The British Field-Marshal Sir William Slim, who had no part in the battle, said: "Australian troops had, at Milne Bay, inflicted on the Japanese their first undoubted defeat on land. Some of us may forget that, of all the allies, it was the Australians who first broke the invincibility of the Japanese army."
In fact, it was Japanese marines who were landed to face the Allied forces at Milne Bay. The allies, commanded by the Australian Major-General Cyril Clowes, were defending a strategically-important Royal Australian Air Force (RAAF) base. The soldiers were mainly made up of two Australian Army brigades: the 18th Infantry Brigade from the Australian 7th Division and the 7th Australian Infantry Brigade Group from the Militia.
The Japanese high command committed no more than 2,400 soldiers to the landing at Milne Bay; they underestimated the size of the Allied force. Although the allies numbered about 9,000, many of these were non-combat personnel. And the Japanese enjoyed a more significant significant advantage, in the form of light tanks, which the Allies had not deployed. The tanks initialy inflicted severe causalties on the Australian 2/10th Infantry Battalion and forced it to retreat.
The RAAF's 75 Squadron and 76 Squadron, flying P-40 "Kittyhawk" ground attack planes, also played an important role in the fierce fighting. In fact, on some occasions the pilots began firing at nearby Japanese troops while they were still in the process of taxiing, prior to taking off. RAAF ground staff, some of them from other squadrons, were also actively involved in fighting, as was the US Army Corps of Engineers' 46th Engineer Regiment, which was expanding the Milne Bay airbase.
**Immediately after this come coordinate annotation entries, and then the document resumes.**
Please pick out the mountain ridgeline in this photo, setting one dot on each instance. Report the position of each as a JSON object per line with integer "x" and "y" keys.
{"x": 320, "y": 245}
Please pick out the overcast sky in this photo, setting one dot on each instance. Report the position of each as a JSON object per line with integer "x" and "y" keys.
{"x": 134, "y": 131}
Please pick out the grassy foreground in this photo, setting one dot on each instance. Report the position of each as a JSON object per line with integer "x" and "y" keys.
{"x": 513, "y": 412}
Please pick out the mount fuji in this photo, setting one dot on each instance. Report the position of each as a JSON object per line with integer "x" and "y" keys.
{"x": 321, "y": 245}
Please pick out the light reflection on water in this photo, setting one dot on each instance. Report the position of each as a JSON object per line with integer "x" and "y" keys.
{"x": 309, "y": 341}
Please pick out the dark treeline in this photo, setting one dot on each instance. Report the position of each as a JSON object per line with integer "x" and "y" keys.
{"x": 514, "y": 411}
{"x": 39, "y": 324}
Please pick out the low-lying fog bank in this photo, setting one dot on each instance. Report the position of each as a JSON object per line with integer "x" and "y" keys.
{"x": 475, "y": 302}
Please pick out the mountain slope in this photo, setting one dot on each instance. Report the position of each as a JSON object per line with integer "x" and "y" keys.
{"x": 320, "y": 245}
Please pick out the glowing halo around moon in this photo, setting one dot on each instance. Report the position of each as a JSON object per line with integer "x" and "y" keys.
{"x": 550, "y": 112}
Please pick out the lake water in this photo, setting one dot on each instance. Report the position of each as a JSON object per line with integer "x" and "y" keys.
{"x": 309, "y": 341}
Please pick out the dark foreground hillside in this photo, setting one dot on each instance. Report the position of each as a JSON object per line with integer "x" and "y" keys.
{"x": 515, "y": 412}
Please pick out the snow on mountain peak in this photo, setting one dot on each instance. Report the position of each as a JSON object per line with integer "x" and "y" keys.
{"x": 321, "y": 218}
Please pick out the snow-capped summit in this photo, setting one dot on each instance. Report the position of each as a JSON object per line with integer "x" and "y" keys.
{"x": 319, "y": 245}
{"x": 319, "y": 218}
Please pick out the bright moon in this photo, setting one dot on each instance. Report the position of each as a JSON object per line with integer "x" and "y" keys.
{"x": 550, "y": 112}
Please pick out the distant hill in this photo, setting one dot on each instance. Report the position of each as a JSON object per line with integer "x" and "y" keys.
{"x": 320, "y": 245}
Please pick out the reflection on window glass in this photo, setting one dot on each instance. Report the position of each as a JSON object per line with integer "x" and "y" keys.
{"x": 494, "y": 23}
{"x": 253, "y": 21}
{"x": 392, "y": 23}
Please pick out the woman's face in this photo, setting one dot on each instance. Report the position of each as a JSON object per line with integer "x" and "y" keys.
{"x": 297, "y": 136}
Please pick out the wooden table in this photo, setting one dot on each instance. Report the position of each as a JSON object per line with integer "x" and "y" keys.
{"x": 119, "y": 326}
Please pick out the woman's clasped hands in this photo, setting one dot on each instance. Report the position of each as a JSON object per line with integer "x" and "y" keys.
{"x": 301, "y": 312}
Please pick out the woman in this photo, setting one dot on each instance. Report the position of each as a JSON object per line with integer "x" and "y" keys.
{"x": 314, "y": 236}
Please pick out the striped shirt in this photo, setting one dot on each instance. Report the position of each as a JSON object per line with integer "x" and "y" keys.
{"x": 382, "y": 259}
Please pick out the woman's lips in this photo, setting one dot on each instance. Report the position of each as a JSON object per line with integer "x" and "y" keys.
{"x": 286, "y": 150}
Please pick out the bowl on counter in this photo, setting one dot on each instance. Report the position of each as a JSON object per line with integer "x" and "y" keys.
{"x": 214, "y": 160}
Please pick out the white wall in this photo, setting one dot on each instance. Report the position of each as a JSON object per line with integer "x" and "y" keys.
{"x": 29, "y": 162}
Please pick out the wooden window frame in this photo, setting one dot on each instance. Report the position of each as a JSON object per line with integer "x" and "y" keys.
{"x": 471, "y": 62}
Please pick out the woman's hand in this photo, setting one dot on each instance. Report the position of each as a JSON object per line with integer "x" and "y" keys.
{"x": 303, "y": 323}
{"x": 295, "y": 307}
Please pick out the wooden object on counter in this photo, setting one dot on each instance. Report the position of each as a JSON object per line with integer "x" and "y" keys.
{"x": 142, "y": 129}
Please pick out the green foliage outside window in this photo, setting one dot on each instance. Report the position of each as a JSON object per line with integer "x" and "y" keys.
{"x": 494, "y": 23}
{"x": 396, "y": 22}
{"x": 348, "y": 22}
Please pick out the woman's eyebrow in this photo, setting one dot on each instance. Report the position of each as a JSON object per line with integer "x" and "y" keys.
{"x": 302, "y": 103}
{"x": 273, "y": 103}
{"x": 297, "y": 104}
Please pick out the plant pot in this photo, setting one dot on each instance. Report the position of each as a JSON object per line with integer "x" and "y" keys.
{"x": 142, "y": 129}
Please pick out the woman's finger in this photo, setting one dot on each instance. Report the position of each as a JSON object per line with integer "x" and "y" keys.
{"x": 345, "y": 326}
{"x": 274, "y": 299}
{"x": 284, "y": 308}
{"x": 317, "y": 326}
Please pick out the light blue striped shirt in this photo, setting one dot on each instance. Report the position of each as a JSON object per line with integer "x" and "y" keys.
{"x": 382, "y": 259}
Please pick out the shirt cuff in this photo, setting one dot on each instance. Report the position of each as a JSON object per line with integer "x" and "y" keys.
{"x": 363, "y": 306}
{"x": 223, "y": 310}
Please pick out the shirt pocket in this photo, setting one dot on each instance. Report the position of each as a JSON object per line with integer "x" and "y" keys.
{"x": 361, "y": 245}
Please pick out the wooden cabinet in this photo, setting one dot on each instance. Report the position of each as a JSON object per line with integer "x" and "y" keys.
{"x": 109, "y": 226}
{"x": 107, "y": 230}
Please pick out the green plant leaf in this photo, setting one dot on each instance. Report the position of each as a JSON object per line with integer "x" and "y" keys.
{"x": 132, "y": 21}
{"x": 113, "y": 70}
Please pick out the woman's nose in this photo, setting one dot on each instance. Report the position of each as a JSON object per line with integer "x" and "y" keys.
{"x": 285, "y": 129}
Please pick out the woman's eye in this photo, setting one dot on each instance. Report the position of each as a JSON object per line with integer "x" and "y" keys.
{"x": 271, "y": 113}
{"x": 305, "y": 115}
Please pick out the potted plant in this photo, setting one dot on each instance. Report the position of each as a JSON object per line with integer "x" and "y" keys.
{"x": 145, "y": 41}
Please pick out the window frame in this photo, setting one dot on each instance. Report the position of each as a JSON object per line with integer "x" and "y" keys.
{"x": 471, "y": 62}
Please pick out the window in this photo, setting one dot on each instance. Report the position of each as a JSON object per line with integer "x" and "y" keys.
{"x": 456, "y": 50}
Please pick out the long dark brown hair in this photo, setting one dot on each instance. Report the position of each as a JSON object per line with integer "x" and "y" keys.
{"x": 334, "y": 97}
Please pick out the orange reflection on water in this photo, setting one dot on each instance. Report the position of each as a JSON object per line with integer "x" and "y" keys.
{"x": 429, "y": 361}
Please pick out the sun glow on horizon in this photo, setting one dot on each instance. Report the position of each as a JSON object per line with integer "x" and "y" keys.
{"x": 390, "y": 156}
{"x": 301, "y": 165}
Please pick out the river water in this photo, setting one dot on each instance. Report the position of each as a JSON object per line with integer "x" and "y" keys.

On September 5, the Japanese high command ordered a withdrawal: according to official figures, 311 Japanese personnel were killed, with about 700 missing in action. The Japanese Navy evacuated 1,318 personnel. Of the 534 Australian casualties, 161 were killed or missing in action. The US forces had several personnel killed or wounded.
The effect on the morale of all Allied servicemen in Asia and the Pacific was profound, but especially other Australians fighting a rearguard action on the Kokoda Track, US Marines simultaneously fighting the Battle of Guadalcanal, and Slim's troops in the 14th Army who had recently been driven out of Burma.